The demolition of the arcades of Freedom Square began in October 2010. Excavation works for the foundations of the Parliament House began soon after demolition was complete. In early 2011, the original plan was modified with the relocation of a staircase, the extension of one of the blocks, and changes in the design of the louvers on the facade. Construction started later that year, and the steel frame of the structure was complete by early 2012. At this point, it began to be covered in limestone which had been quarried in Gozo, and cut into specific shapes in Italy, before being sent back to Malta. Between 120 and 150 workers were on the construction site every day, and it cost more than €90 million to build.
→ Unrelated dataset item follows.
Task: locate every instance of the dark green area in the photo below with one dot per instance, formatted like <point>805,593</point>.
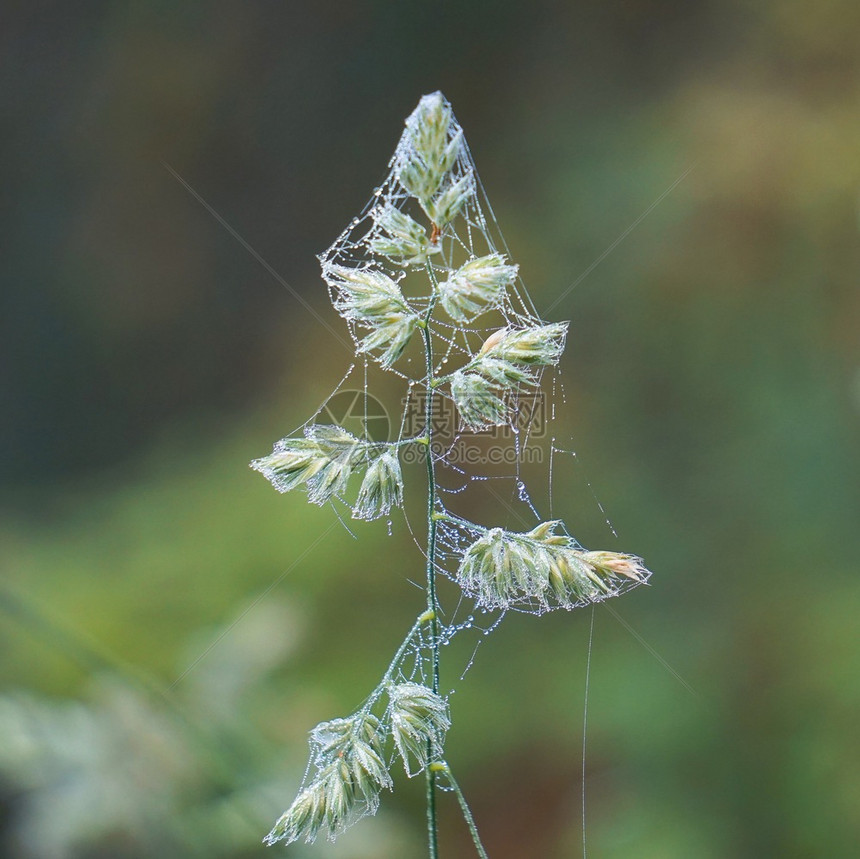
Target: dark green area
<point>712,384</point>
The completion date of the project was originally given as November 2012 or early 2013. The estimated completion date was extended to September 2013, and later to September 2014. Contractors failed to meet deadlines, and the building was still not complete by the end of 2014. It was eventually completed in 2015.

===Inauguration===
The Parliament House was officially inaugurated by President Marie Louise Coleiro Preca on 4 May 2015. Members of Parliament and other guests gathered at the old chamber at the Grandmaster's Palace, and walked to the new building accompanied by the police force band. Coleiro Preca called the inauguration of the Parliament House "a milestone in Malta's parliamentary history", since this is the first purpose-built parliament building in Malta. The first sitting was held later the same day.

Most of the building is closed to visitors for security reasons, but a permanent exhibition on the ground floor is open to the public.

On 1 August 2015, Piano visited the Parliament House for the first time since its inauguration.

===Critical reception===
The building of the Parliament House, along with the rest of the City Gate project, was controversial. Critics considered it an unnecessary project, proposing to restore Fort Saint Elmo or one of the large dilapidated palaces in the city and converting it into a parliament building, for a fraction of the cost of constructing a new building. Some argued that the square should not have been built up as it was one of the few open spaces in Valletta. Others attacked the modern design of the structure itself, including the Labour MP Carmelo Abela, who called the Parliament House "an ugly building built on stilts".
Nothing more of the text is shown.